Our 1st floor corner unit in Chianti country
With our host at an Italian winery 
We went from one extreme to the other: the heart of a busy city and one of the oldest hotels in Italy to the quiet Tuscan countryside and one of Italy's newest hotels in the Chianti area.  Our big studio apartment with full kitchen overlooked a beautiful pool.  Here we enjoyed the beautiful Tuscan countryside, quaint little towns and a couple of real Italian family run wineries.  
Piazza del Campo site of the Palio de Siena horse race

Palazzo Pubblico on Piazza del Campo built 1338-48
The charming town of San Donato
We didn't have to travel far to our next destination outside Siena.  We spent a day in the city best known for its massive cathedral and the Palio di Siena - the annual horse races around the Piazza del Campo.  On 2 separate days every summer, 10 jockeys riding bareback circle the sloping piazza 3 times in about 90 seconds. The race is fast and treacherous, and horses often reach the finish line without a rider.

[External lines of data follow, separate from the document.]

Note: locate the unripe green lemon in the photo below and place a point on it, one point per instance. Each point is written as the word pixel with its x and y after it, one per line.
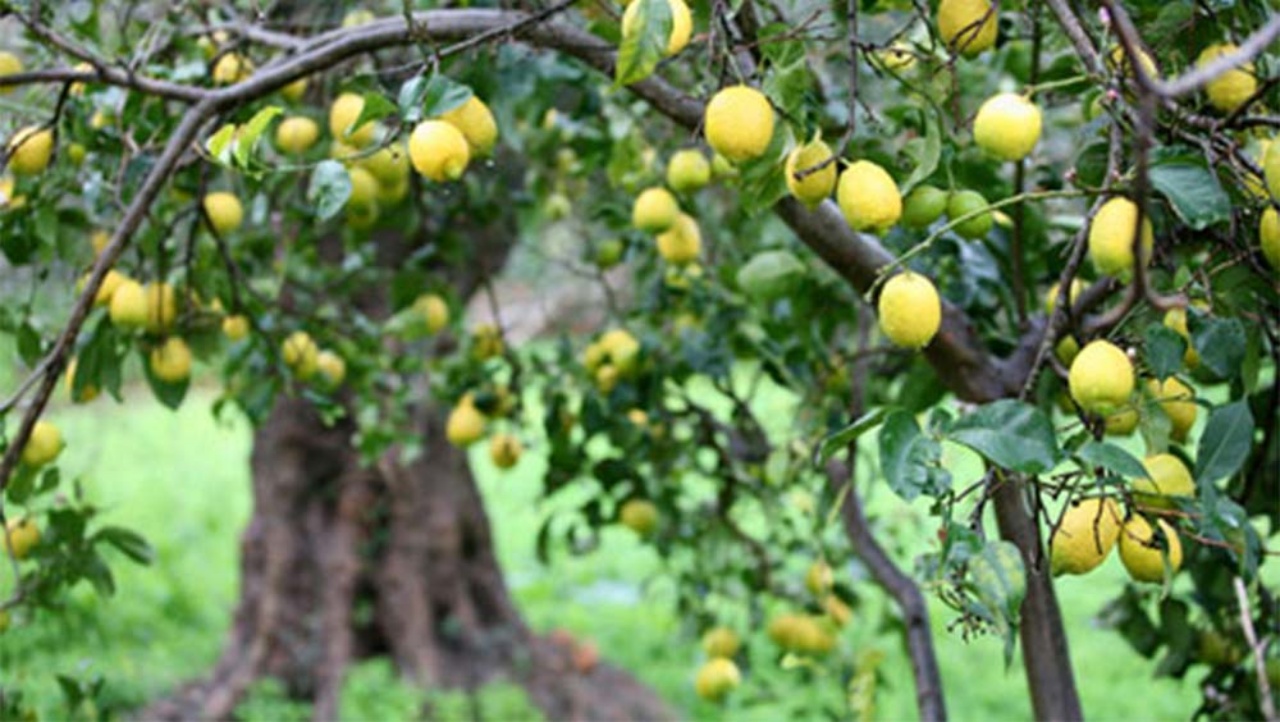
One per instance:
pixel 868 197
pixel 476 123
pixel 30 150
pixel 910 311
pixel 224 211
pixel 739 123
pixel 44 444
pixel 681 24
pixel 1101 378
pixel 1008 126
pixel 968 26
pixel 1111 237
pixel 656 210
pixel 438 150
pixel 343 113
pixel 681 243
pixel 296 135
pixel 1084 537
pixel 1143 556
pixel 817 186
pixel 689 170
pixel 170 361
pixel 923 205
pixel 1269 237
pixel 1233 88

Siena's Duomo (cathedral) was built in the 12th and 13th centuries.  The sanctuary is huge and the walls and ceiling of the library are covered with magnificent frescoes. 

Siena's Duomo
Cathedral Library

Every town - no matter how small - has a big church
Since we have been to most of the major cities of Italy in the past, this time we are enjoying driving the backroads and visiting tiny, hilltop villages with the ruins of ancient churches.  It has been an unusally wet, cool spring but the rains have finally eased.  Vineyards, green meadows and bright flowers sparkle under blue skies.